First, we apply these linker options to the Cxbx-Reloaded executable:

• ImageBase is set to memory address 0x00010000 (the lowest possible virtual memory address on both Xbox and Windows).
• Relocation information is stripped, so Windows is forbidden to relocate Cxbx-Reloaded to another address.

Furthermore, to be able to run Xbox code on the same virtual addresses as on real hardware, we apply these tricks:

• All emulation code is moved 64 MiB upwards, by reserving an empty-initialized virtual memory placeholder as the very first thing (before any code appears in the Cxbx-Reloaded .text section).
• This placeholder is used for all Xbox virtual memory operations.

The downside to this is that the Cxbx-Reloaded is quite big (more than 67 MiB currently), but once compressed it's less than 3 MiB.

Since Cxbx-Reloaded launches itself a second time for actual emulation, memory-requirements on the host are doubled to at least 256 MiB of memory.

Hardware accesses

Most Xbox hardware is mapped from 0xF0000000 to 0xFFFFFFFF.

Cxbx-Reloaded reserves this memory-region using so-called 'guard-pages' which guarantees this memory range isn't used for anything else, and causes so-called access violations,or more accurately, guard-page exceptions.

When Cxbx-Reloaded emulates an Xbox instruction that accesses a hardware component (reading or writing to one of the MMIO memory-addresses), this access is trapped using an 'exception handler'.

This allows us to capture and emulate hardware accesses that aren't present on the host.

When Cxbx-Reloaded operates entirely in HLE mode which is the current default, most if not all hardware accesses are prevented entirely.

Normally, this is mostly a moot point, and you won't see slow-down in emulation because of this.

However, when it happens, exception handling is slow, as it incurs a context-switch (storing and restoring the entire state of a thread) and has to figure out which address needs which handling.

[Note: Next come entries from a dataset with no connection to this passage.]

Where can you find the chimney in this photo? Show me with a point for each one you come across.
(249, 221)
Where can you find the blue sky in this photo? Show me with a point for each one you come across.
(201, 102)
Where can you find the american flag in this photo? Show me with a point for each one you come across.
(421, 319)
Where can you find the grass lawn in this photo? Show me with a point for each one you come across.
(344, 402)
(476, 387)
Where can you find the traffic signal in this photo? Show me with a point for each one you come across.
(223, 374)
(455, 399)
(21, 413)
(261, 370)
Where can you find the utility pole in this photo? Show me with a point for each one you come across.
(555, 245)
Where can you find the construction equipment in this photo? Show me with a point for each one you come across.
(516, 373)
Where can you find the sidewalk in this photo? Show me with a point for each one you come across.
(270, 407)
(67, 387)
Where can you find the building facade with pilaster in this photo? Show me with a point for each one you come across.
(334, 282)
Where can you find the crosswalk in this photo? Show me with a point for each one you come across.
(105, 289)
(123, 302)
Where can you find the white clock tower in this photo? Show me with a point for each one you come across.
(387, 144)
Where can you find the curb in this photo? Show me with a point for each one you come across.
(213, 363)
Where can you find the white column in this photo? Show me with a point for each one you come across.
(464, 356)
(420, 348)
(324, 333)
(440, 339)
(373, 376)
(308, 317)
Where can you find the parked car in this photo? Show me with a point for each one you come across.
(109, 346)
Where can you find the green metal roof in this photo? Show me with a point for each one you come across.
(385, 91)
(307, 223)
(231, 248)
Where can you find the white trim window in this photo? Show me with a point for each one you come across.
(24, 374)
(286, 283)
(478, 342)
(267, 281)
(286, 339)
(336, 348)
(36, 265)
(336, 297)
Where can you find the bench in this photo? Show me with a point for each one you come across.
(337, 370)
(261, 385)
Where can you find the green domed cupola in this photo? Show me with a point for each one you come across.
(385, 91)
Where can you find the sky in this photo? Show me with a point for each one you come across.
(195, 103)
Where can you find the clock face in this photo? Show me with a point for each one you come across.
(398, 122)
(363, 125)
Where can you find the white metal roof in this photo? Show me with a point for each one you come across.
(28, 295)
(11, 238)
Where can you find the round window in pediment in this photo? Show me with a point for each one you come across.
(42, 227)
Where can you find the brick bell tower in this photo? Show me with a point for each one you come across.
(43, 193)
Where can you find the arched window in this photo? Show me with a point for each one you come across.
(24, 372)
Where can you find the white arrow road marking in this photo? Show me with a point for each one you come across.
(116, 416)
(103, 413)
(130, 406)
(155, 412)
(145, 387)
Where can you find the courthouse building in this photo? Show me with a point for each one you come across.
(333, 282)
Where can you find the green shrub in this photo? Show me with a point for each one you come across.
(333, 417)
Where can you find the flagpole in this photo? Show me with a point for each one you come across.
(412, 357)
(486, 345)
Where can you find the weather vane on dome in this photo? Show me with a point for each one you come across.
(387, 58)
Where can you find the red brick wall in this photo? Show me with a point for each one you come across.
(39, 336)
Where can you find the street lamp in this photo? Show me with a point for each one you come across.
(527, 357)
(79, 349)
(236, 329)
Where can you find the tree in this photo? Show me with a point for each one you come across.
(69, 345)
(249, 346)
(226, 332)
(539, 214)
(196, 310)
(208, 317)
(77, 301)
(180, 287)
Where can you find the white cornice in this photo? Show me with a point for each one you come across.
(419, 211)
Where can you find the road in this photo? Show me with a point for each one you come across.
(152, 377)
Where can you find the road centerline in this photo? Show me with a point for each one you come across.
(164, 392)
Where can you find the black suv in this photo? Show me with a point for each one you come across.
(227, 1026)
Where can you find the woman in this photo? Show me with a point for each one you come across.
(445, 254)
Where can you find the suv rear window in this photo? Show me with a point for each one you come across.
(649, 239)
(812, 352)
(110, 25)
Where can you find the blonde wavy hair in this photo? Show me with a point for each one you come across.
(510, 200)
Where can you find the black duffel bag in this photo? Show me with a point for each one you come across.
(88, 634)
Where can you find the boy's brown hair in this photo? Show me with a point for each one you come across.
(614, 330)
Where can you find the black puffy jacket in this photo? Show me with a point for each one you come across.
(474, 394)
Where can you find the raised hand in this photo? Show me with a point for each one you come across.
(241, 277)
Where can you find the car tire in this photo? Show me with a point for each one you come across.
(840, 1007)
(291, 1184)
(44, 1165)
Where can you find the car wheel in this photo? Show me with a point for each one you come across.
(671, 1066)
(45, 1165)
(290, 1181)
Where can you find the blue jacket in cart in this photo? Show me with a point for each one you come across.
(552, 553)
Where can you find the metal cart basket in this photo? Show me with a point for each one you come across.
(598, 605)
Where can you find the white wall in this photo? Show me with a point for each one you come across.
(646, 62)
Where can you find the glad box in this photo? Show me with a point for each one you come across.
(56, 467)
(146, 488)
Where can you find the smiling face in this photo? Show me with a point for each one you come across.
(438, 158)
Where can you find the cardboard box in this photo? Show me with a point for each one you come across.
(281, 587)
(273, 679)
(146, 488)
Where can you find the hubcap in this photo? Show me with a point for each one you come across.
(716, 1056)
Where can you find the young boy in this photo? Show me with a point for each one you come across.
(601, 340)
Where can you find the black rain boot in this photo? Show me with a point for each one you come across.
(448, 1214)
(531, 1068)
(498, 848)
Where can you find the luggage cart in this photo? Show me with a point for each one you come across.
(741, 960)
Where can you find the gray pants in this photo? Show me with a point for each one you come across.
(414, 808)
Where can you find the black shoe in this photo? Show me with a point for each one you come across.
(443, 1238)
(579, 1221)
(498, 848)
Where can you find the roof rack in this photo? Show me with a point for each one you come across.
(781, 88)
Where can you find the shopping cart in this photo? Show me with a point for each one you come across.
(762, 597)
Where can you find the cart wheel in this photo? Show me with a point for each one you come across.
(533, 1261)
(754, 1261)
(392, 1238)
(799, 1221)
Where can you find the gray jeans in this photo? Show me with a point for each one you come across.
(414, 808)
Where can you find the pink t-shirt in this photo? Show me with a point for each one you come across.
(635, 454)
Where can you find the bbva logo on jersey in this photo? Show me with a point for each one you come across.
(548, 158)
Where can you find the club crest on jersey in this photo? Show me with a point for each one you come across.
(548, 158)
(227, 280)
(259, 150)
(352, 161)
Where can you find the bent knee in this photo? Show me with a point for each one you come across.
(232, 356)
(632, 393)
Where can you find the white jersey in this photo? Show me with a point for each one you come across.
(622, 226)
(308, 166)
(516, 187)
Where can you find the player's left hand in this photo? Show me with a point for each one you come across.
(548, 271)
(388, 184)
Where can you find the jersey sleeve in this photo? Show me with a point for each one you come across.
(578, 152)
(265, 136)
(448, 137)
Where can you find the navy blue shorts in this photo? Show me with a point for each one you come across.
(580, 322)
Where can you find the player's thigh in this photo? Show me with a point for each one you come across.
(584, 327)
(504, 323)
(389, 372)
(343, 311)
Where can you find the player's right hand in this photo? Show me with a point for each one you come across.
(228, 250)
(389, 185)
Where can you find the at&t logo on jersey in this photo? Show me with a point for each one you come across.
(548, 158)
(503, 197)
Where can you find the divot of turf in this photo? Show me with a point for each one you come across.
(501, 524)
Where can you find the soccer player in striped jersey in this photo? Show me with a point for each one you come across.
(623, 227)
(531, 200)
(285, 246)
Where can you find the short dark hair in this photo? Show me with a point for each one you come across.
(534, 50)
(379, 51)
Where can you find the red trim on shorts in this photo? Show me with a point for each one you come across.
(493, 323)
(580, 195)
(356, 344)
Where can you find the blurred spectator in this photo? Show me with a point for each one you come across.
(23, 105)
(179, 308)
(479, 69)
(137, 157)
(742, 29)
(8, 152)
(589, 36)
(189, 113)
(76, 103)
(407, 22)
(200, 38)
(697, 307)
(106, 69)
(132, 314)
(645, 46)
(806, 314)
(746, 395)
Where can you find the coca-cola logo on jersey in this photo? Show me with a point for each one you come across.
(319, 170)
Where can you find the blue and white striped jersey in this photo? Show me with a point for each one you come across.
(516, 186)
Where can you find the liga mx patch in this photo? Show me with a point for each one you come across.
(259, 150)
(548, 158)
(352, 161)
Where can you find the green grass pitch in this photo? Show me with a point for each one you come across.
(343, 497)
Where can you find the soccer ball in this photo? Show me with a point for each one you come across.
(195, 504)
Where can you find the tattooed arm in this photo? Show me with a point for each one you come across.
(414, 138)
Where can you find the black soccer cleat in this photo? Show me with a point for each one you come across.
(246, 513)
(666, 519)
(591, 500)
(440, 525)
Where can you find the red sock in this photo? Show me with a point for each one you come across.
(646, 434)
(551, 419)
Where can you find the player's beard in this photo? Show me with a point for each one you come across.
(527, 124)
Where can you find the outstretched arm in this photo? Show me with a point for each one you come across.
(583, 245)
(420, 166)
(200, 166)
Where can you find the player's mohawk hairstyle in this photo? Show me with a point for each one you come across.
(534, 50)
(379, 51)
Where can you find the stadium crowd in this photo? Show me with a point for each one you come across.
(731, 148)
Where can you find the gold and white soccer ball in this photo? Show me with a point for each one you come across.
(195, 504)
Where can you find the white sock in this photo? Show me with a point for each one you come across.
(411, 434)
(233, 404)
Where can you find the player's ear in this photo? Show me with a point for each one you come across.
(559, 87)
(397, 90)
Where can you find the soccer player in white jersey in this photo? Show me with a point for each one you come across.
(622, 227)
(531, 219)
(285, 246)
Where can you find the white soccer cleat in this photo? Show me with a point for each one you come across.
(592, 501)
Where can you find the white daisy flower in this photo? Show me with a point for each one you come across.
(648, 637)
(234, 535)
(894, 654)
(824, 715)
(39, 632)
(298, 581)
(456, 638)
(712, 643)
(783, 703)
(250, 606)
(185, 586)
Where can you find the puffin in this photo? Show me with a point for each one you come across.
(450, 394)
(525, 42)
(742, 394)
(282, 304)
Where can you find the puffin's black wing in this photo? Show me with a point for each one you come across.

Therefore, there are plans to dynamically replace all Xbox instructions that access hardware registers with a small patch that will handle the hardware access directly.

(More on this later, under JIT.)

Contiguous memory

In addition to the hardware memory range, the Xbox has a memory range that's shared between the CPU and the GPU, called 'Contiguous memory.'

For the CPU, this memory is mapped to addresses 0x80000000 to 0x84000000.

For the GPU, this memory is addressable from 0x00000000 to 0x04000000.

Since we emulate the GPU, we can access this memory solely in the CPU memory-mapped space, which we reserve at startup.

Tiled memory

Tiled memory is not yet fully researched for Cxbx-Reloaded.

Currently, Cxbx-Reloaded just maps the same memory in use for 'Contiguous memory' towards the tiled memory region (0xF0000000 to 0xF4000000).

This is probably not sufficient and will need more research and emulation.

JIT

TODO

Rendering

Xbox renders using the Nvidia NV2A GPU.

Most software written for the Xbox was developed with some version of the official "Xbox Development Kit" (XDK for short), which offered Direct3D 8 like features.

Therefore, Cxbx-Reloaded uses Direct3D 9 as its rendering API.

Vulkan is currently not under consideration.

Some features the NV2A offered are unavailable on Direct3D 8 and 9; For those Cxbx-Reloaded tries to convert it to be host-compatible.

For example, some texture-formats like P8, R8B8 and others are not available on host Direct3D, and are thus converted into ARGB, the most widely supported texture format.

Vertex coordinates undergo a similar conversion.